Rare earth elements and the companion critical materials are essential to everything from precision-guided munitions and night-vision optics to the high-strength magnets that make compact, lightweight motors possible in drones, vehicles, and even certain next-generation small arms components. Today roughly 80 percent of global processing capacity sits under Beijing’s control, giving the CCP a de facto veto over American defense production during any serious confrontation. By reclaiming these materials from coal country waste streams already on American soil, Indiana is helping reduce that vulnerability. That directly translates into a more secure domestic manufacturing base capable of feeding the ammunition, optics, and accessory industries that keep American shooters and the warfighters they support equipped without waiting on shipments from an adversarial regime.

The council’s work also carries a subtle but powerful reminder for gun owners and constitutionalists: true sovereignty requires controlling the full stack of resources and technology that underpin both economic liberty and the right to keep and bear arms.
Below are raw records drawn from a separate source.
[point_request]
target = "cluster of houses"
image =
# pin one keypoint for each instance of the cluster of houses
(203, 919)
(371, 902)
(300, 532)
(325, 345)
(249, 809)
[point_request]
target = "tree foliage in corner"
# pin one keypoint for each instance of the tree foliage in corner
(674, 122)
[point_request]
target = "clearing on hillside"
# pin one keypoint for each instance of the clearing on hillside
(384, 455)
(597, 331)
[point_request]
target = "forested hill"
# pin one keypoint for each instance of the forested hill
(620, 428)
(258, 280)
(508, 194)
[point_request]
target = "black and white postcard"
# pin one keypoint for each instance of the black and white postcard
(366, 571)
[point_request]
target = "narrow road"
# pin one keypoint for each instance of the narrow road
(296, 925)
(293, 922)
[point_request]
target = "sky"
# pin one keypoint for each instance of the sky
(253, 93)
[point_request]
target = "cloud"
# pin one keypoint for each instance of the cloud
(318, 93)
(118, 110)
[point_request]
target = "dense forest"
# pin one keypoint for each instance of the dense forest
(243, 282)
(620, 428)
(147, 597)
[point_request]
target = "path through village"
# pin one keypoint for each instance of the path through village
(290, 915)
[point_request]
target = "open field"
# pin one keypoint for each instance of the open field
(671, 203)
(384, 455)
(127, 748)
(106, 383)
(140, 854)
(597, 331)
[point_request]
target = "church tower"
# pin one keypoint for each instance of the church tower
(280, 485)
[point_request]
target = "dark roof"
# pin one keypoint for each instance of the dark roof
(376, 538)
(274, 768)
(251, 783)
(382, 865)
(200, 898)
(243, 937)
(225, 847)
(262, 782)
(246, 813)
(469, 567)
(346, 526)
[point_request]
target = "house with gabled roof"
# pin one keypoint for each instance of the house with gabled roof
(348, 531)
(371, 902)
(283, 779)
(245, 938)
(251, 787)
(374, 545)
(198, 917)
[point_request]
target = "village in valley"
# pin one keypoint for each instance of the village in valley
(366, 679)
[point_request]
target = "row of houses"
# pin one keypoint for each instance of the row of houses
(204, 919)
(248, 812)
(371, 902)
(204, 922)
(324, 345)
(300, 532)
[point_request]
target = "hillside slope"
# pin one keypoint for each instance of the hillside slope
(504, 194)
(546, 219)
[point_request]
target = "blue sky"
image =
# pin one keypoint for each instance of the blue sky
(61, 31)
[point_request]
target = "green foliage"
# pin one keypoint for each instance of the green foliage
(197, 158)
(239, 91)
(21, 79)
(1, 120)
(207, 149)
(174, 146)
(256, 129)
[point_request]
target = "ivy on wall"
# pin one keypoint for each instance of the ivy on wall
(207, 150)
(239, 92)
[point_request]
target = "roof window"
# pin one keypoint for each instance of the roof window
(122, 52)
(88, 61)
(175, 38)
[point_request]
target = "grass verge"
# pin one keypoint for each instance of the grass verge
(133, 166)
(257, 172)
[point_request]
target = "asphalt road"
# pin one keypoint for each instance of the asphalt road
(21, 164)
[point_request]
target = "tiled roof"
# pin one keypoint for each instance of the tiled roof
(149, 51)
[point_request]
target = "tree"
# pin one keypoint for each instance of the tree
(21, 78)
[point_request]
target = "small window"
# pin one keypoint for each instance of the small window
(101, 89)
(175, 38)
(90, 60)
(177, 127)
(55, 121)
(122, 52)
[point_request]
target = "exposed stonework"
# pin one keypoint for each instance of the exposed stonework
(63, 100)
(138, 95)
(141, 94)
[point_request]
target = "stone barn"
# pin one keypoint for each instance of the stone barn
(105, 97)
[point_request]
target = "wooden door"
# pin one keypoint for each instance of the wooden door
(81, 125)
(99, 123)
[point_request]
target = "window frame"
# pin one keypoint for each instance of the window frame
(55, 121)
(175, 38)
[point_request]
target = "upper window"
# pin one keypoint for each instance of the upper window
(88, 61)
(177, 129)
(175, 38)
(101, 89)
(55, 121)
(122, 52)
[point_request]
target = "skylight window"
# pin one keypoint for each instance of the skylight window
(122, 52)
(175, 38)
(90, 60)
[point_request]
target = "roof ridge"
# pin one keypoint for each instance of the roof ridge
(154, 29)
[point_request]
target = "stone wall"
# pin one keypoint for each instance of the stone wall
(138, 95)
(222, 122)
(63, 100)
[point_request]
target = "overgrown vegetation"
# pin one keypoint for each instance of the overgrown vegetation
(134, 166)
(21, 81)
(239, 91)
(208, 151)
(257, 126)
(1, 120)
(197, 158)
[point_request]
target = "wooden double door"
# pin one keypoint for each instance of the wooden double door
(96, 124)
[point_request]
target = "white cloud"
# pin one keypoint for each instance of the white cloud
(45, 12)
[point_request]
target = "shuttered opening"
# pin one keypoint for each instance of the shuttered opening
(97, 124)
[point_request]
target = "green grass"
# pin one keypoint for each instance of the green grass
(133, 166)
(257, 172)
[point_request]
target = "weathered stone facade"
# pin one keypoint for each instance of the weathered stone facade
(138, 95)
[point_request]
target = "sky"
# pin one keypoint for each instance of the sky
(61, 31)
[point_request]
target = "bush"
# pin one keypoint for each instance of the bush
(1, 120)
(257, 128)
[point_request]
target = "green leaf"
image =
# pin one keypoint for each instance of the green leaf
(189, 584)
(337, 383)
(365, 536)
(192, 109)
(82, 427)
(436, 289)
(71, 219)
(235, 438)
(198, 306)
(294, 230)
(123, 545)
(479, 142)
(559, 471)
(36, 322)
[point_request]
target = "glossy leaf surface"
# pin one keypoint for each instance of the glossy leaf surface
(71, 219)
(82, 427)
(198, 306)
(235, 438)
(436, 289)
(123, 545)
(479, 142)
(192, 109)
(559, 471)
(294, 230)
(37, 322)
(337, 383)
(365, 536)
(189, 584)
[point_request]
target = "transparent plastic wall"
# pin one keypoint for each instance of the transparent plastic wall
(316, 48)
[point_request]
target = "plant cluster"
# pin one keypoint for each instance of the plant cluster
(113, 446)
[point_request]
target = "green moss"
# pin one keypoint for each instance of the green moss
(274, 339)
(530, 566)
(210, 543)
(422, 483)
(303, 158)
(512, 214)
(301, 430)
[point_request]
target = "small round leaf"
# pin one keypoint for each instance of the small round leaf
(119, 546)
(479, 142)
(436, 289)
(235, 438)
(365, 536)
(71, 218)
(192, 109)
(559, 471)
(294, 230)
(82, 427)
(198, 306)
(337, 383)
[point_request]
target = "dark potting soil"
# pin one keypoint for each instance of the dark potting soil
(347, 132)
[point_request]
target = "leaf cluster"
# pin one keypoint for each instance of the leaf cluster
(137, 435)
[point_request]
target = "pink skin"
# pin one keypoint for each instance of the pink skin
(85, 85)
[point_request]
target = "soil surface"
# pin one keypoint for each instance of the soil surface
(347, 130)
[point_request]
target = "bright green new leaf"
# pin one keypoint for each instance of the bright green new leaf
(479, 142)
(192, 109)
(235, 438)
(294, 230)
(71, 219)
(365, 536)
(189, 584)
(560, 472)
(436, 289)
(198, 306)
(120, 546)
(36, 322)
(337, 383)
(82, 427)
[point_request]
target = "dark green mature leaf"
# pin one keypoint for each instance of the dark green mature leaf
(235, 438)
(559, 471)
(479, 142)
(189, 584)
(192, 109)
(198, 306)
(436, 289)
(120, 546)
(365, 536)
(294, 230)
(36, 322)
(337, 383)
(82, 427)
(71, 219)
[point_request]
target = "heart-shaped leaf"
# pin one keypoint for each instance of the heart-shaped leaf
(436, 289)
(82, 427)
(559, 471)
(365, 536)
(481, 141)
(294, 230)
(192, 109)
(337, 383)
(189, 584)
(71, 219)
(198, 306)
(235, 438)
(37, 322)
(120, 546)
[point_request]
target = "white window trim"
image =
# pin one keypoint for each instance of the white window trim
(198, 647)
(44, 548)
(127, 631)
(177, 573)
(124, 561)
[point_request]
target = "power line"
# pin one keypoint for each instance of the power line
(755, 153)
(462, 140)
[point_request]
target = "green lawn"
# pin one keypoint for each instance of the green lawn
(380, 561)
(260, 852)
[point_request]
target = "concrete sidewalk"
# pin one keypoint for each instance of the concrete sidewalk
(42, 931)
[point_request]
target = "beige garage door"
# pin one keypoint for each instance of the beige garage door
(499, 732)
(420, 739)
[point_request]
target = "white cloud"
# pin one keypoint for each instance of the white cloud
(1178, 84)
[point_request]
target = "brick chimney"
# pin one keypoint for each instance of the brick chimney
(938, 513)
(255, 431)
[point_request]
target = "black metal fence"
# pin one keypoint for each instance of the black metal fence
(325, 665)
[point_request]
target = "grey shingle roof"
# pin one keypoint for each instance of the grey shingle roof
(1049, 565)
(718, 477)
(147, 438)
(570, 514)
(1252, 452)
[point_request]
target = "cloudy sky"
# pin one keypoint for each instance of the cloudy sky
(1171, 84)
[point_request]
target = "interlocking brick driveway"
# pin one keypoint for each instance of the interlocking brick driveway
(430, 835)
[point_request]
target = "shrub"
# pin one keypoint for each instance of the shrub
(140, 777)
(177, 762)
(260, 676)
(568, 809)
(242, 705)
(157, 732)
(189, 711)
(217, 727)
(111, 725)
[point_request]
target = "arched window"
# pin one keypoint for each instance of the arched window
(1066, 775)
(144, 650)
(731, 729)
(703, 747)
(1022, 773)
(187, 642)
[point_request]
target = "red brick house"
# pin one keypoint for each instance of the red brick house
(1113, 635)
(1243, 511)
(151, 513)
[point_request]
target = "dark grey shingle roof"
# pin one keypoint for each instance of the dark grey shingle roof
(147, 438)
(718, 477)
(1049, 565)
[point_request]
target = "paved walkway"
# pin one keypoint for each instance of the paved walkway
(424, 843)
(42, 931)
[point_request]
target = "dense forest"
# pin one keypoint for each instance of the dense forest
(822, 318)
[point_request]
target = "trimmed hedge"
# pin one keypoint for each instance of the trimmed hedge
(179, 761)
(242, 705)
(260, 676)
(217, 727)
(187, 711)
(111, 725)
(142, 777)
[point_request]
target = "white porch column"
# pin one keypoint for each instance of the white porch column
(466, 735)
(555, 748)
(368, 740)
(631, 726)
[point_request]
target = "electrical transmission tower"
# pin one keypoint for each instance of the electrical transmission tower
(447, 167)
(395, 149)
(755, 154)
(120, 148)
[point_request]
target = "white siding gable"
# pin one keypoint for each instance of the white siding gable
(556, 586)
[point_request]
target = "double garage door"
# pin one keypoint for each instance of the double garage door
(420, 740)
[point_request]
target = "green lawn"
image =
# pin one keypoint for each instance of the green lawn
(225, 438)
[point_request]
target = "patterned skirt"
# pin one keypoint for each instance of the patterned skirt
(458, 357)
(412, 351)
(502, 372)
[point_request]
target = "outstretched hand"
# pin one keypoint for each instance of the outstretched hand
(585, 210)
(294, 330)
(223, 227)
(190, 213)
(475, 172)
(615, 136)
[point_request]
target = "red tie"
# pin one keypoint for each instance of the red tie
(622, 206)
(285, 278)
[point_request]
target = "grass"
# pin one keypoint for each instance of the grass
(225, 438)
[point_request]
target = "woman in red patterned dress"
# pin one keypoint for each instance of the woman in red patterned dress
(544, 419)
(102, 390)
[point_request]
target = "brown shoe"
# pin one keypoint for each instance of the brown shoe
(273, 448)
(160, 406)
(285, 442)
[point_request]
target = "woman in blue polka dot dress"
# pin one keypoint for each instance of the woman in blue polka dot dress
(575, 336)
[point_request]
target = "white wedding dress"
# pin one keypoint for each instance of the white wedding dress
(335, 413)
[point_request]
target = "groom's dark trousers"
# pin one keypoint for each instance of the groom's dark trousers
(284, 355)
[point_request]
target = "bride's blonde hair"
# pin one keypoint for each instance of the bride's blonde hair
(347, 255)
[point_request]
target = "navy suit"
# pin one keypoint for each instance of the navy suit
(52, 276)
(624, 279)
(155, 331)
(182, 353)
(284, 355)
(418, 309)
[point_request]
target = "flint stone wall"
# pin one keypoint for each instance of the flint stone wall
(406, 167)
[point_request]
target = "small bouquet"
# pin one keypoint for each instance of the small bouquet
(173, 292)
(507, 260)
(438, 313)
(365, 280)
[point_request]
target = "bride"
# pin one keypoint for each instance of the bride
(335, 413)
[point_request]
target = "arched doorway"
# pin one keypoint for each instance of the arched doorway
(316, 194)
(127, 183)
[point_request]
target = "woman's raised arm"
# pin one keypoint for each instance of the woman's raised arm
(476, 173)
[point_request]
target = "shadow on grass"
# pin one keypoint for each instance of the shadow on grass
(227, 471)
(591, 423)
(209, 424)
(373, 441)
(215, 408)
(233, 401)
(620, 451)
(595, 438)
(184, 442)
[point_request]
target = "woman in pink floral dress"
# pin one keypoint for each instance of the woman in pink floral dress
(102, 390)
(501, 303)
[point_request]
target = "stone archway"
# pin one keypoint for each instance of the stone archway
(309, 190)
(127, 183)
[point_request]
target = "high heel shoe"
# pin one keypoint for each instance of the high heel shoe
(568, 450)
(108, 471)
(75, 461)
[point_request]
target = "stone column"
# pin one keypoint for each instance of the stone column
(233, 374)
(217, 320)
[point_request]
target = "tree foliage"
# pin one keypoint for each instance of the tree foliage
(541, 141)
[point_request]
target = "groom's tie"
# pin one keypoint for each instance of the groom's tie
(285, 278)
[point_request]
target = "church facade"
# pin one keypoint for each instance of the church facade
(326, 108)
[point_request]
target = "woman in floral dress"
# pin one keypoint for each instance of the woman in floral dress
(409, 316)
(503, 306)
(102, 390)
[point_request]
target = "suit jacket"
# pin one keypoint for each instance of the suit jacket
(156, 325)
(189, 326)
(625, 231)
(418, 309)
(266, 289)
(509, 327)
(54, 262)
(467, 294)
When critical minerals are treated as strategic assets instead of afterthoughts, it strengthens the industrial resilience that ultimately protects the Second Amendment from ever being quietly outsourced or regulated into irrelevance by foreign supply shocks. The May 21 meeting at Fort Harrison is therefore more than a bureaucratic milestone. It is an early, tangible step toward resource independence that every advocate of American self-reliance, including those who cherish their firearms, should be watching closely.